Belgium’s interior minister, Joëlle Milquet, was quoted saying by the RTBF Belgian television station that anti-Semitic motives could be behind the attack.
“It’s a shooting … at the Jewish Museum,” she was quoted saying. “All of this can lead to suspicions of an act of anti-Semitism.”
Brussels Mayor Yvan Mayeur told the BBC as stating that the shooting was likely a terror attack and that the choice of location “isn’t a coincidence.”
About half of Belgium’s 42,000-strong Jewish community lives in Brussels.
A spokesman for the Brussels fire brigade said the shooter drove up to the museum, went inside and fired shots.
“According to the information we have at the moment, it was a solitary shooter and it seems to have happened inside the museum,” Pierre Meys, Brussels fire brigade spokesman, told French channel BFM TV.
Security around all Jewish institutions in the country has been raised to the highest level, and Prime Minister Elio Di Rupo was meeting with police and senior officials to discuss the situation.

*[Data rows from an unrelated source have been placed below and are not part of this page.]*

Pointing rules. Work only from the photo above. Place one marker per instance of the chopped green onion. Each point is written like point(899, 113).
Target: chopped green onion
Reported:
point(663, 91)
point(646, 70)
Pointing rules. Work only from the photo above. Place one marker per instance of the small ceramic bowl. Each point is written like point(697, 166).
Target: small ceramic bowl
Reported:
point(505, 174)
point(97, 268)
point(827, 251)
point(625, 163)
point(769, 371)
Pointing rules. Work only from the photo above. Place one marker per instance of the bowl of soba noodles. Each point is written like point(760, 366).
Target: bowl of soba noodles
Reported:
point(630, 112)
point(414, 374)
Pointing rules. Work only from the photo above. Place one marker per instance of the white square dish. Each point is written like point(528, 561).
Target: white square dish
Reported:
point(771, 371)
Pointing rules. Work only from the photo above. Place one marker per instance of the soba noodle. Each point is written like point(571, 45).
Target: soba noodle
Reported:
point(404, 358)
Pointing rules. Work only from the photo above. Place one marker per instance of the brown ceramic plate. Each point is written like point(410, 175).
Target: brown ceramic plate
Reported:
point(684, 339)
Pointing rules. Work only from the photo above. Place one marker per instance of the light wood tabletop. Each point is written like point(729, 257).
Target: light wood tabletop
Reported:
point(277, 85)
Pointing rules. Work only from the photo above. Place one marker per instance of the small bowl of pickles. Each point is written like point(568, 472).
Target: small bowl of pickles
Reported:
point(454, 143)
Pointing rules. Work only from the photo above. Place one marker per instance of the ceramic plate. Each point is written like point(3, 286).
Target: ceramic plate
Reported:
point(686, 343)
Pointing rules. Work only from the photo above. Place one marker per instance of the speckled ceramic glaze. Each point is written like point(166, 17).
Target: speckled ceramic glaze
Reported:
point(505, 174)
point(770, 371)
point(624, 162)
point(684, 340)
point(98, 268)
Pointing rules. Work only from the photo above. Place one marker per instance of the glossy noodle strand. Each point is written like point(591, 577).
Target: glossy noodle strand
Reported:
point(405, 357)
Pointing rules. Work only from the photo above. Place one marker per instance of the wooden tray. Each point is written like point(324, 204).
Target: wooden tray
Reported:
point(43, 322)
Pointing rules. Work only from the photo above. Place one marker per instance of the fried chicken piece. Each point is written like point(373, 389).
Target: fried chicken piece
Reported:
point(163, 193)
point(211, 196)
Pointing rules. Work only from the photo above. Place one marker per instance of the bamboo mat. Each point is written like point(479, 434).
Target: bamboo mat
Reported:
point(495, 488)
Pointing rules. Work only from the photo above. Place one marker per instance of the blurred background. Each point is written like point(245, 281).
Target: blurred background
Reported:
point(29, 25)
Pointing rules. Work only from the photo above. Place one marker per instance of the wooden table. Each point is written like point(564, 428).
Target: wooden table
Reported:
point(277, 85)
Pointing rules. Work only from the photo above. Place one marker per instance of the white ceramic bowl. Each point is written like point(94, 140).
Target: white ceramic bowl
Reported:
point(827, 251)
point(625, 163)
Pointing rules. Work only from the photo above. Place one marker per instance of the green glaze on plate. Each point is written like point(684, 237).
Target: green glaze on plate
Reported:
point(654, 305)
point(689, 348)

According to the European Jewish Congress, a crisis center organized by the Consistoire Central and the Coordinating Committee of Belgian Jewish Organizations (CCOJB) along with other communal leaders has opened and is in contact with local and national authorities.
Speaking with the Jerusalem Post, Consistoire head Baron Julien Klener said that he had met with the Prime Minister Elio Di Rupo and other senior officials and that authorities are “trying to find the suspects.”
Maurice Sosnowski, president of the CCOJB, compared the incident to the 2012 shooting of four Jews in a school in France by an Qaeda-inspired gunman, Mohamed Merah.